米国株、半導体で連騰 エヌビディア最高値 S&P500見通しに危うさ
S&P500は6日に0.55%高。エヌビディアなど半導体株が牽引したが、時価総額が大きいハイテク株頼みの側面もある。
アメリカの株式市場で半導体株への期待が改めて膨らんでいる。S&P500種株価指数の6日の終値は前週末比0.55%高で、2営業日連続の上昇。NVIDIA(エヌビディア)の株価が最高値を更新するなど、半導体株の上昇がそろって勢いづいたことが追い風となった。台湾電機大手の鴻海精密工業の好決算が人工知能(AI)ブームへの期待を高めたことや、日本時間7日に予定されているエヌビディアのジェンスン・ファンCEOの講演が好材料になることへの期待が背景となっている。ただしS&P500の上昇は時価総額が大きいハイテク株頼みの側面もあり、今後の見通しには流れが急変するリスクも潜んでいそうだ。
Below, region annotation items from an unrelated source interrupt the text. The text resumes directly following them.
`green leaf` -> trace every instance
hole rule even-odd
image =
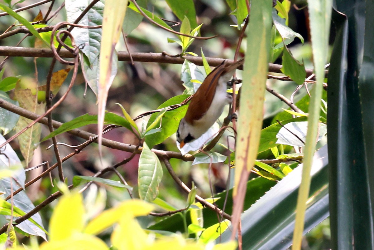
[[[328,160],[325,146],[317,152],[313,158],[303,234],[329,216]],[[242,214],[243,249],[278,250],[287,249],[291,245],[302,168],[302,165],[296,168]],[[229,231],[225,231],[221,242],[230,240],[231,234]]]
[[[133,5],[134,4],[131,3]],[[137,3],[143,8],[147,6],[146,0],[137,0]],[[139,12],[134,11],[131,8],[128,8],[125,16],[125,20],[122,25],[122,31],[125,36],[130,34],[133,30],[139,26],[143,20],[143,16]]]
[[[129,123],[130,124],[130,125],[131,125],[132,127],[135,129],[135,131],[136,132],[138,132],[138,134],[140,134],[139,129],[138,128],[138,126],[137,126],[137,125],[135,123],[135,122],[134,121],[134,120],[132,119],[131,117],[130,116],[129,113],[126,111],[126,110],[125,110],[125,108],[124,108],[120,104],[117,103],[117,104],[118,104],[118,105],[121,107],[121,109],[122,110],[122,112],[123,113],[123,116],[125,116],[125,119],[126,119]],[[130,130],[132,130],[132,129]]]
[[[180,20],[183,20],[185,16],[187,16],[191,27],[194,28],[197,26],[195,5],[193,0],[166,0],[166,2]]]
[[[162,174],[160,160],[144,142],[139,159],[138,175],[138,185],[141,199],[151,201],[156,198],[159,194],[159,185]]]
[[[16,87],[16,84],[19,78],[15,76],[5,77],[0,82],[0,91],[6,92]]]
[[[264,170],[269,172],[270,174],[274,174],[277,177],[279,177],[281,179],[282,179],[285,176],[284,174],[282,174],[281,172],[278,171],[270,165],[268,165],[266,163],[264,163],[264,162],[256,161],[255,162],[255,165],[257,167],[259,167]]]
[[[153,129],[156,126],[158,126],[159,128],[161,127],[162,124],[160,123],[161,119],[164,116],[164,114],[166,111],[166,109],[164,109],[162,111],[158,112],[157,116],[154,119],[154,120],[151,123],[148,123],[149,125],[147,126],[147,129],[145,129],[145,132],[149,132],[150,130]]]
[[[131,131],[132,131],[131,126],[126,120],[114,113],[110,112],[106,113],[104,121],[105,124],[113,124],[121,126],[126,128]],[[51,137],[71,129],[80,128],[86,125],[97,123],[97,115],[85,114],[75,118],[70,122],[65,122],[58,128],[44,137],[42,141],[44,141]]]
[[[135,12],[140,13],[140,12],[139,11],[139,10],[138,9],[138,8],[137,8],[137,7],[135,6],[135,5],[134,5],[134,4],[132,2],[129,1],[129,3],[130,4],[129,5],[129,6],[128,6],[128,8],[131,9],[132,10],[134,11],[135,11]],[[159,24],[160,24],[161,26],[163,26],[164,27],[165,27],[165,28],[168,28],[169,30],[172,29],[171,28],[170,28],[170,27],[168,25],[168,24],[166,24],[166,22],[165,22],[165,21],[161,19],[158,16],[157,16],[155,15],[154,13],[150,12],[150,11],[148,11],[146,9],[142,7],[141,6],[140,6],[140,9],[143,11],[143,12],[145,14],[145,15],[147,15],[147,16],[148,17],[151,18],[151,19],[152,19],[154,21],[158,23]]]
[[[207,152],[206,153],[199,153],[194,155],[195,159],[191,165],[202,163],[217,163],[223,162],[227,157],[215,152]]]
[[[201,50],[201,57],[203,59],[203,65],[204,65],[204,69],[205,70],[205,73],[208,75],[209,74],[209,73],[212,72],[212,70],[211,69],[210,67],[209,66],[209,64],[207,61],[206,58],[205,58],[205,56],[204,55],[204,53],[203,52],[202,48],[200,48],[200,49]]]
[[[0,98],[15,105],[19,106],[18,102],[9,98],[5,92],[0,91]],[[2,130],[3,134],[5,135],[12,130],[19,119],[19,115],[5,109],[0,108],[0,129]]]
[[[199,242],[206,244],[215,240],[229,228],[230,224],[230,221],[225,220],[221,222],[209,226],[201,234]]]
[[[298,117],[285,121],[282,121],[280,122],[280,123],[284,126],[288,123],[292,122],[305,121],[306,120],[306,117]],[[278,140],[276,135],[282,127],[282,126],[277,123],[263,129],[261,131],[261,137],[260,138],[260,146],[258,147],[258,152],[259,153],[270,149],[273,147],[275,147],[279,145],[276,143]]]
[[[64,194],[53,209],[49,222],[51,241],[67,240],[85,226],[85,208],[81,194],[77,192]]]
[[[160,105],[157,109],[163,109],[180,103],[189,96],[189,95],[181,95],[172,97]],[[184,117],[188,107],[188,105],[182,106],[175,109],[167,111],[161,117],[161,131],[156,134],[145,136],[145,141],[147,145],[150,147],[153,147],[155,145],[162,143],[177,132],[179,122]],[[153,123],[158,116],[157,113],[152,114],[148,121],[148,124]]]
[[[187,35],[189,35],[191,32],[190,21],[188,21],[188,18],[186,16],[184,16],[184,18],[182,21],[182,24],[181,25],[181,30],[180,32]],[[187,49],[187,44],[190,38],[184,36],[179,36],[179,39],[182,42],[182,51],[183,52],[184,52]]]
[[[287,26],[286,25],[285,19],[281,18],[275,12],[273,13],[273,22],[286,45],[293,42],[295,37],[298,37],[301,41],[301,43],[304,43],[304,40],[303,36]],[[276,46],[274,48],[279,49],[282,46],[279,45],[278,46]]]
[[[286,48],[283,50],[280,71],[299,85],[304,83],[306,76],[304,64],[300,64],[295,59]]]
[[[1,3],[0,3],[0,9],[4,10],[9,14],[10,16],[11,16],[16,19],[20,23],[22,24],[22,25],[24,25],[25,27],[27,28],[29,31],[30,31],[30,33],[35,36],[36,37],[43,41],[46,45],[48,47],[49,46],[49,44],[46,42],[44,41],[43,38],[42,38],[42,37],[40,36],[39,33],[36,31],[36,30],[35,30],[35,28],[33,27],[33,25],[31,25],[31,24],[27,20],[21,16],[16,13],[14,12],[13,10],[9,7]]]
[[[331,22],[332,0],[308,0],[310,35],[313,53],[316,83],[314,93],[310,98],[308,117],[308,132],[304,148],[303,179],[300,187],[296,209],[296,217],[294,231],[294,249],[301,247],[302,232],[306,202],[310,185],[310,170],[316,148],[316,138],[319,130],[321,98],[325,78],[325,65],[328,54],[328,41]]]
[[[112,187],[124,188],[130,190],[132,189],[132,188],[128,185],[125,185],[119,182],[116,182],[113,180],[108,179],[83,176],[74,176],[73,179],[73,184],[75,187],[90,182],[99,182]]]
アメリカのS&P500は連騰 長期金利の上昇を跳ね返す
S&P500(SPX)の6日の終値は5975.38で、3日の1.26%高に続く値上がりとなった。長期金利(10年物米国債利回り)の上昇という逆風にも関わらず、株価の勢いが勝った形だ。ブルームバーグによると、長期金利の6日のニューヨーク市場での終値は4.631%で、2024年4月30日(4.681%)以来の高さとなっている。
半導体株の見通しを明るくしたのは鴻海が5日に発表した2024年10-12月期の実績だった。総収入は前年同期比15.17%高の2兆1323億台湾ドルで、10-12月期として過去最高。鴻海はエヌビディアなどの製品を受託生産しており、「AIサーバーの強い需要」が総収入の伸びにつながったとしている。
エヌビディアのファンCEOの講演にも期待 ブラックウェルの状況への言及は?
またエヌビディアをめぐっては、ファンCEOが日本時間7日午前11時30分から米ラスベガスで行う基調講演にも注目が集まる。AI向け半導体システム「ブラックウェル」の受注や出荷の状況などへの言及があれば、株価の見通しを左右する可能性がありそうだ。ファン氏は2024年11月20日の決算会見では、11月-2025年1月期のブラックウェルの出荷は想定以上の大きさになるとの見通しを示していた。
AIブームへの期待は大手ハイテク株の見通しも明るくしている。6日の取引ではメタ・プラットフォームズ(META)が前週末比4.23%高となるなど、「マグニフィセント・セブン」と呼ばれる大手ハイテク株がそろって上昇した。
S&P500の上昇にはハイテク株頼みの側面も 悪材料で見通し急変のリスク
ただ、S&P500の上昇は時価総額が大きいハイテク株頼みの側面もある。S&Pグローバルが公表している、時価総額を考慮せずに算出したS&P500は6日の取引で前日比0.05%安。S&P500本体の0.55%高とは対照的な値動きになった。こうした中で、株式市場にAIブームへの期待を冷やす材料が出れば、半導体株や大手ハイテク株の下落がS&P500の急落につながる可能性も拭えない。
今後のS&P500の見通しをめぐっては、割高感という懸念もつきまとう。ブルームバーグによると、S&P500の水準と今後12か月の予想収益から算出される株価収益率(PER)は6日段階で22.77倍という高水準。S&P500が2024年12月6日につけた最高値(6090.27)に急ピッチで近づいていけば割高感がさらに強まることは避けられず、上昇にブレーキがかかることも考えられそうだ。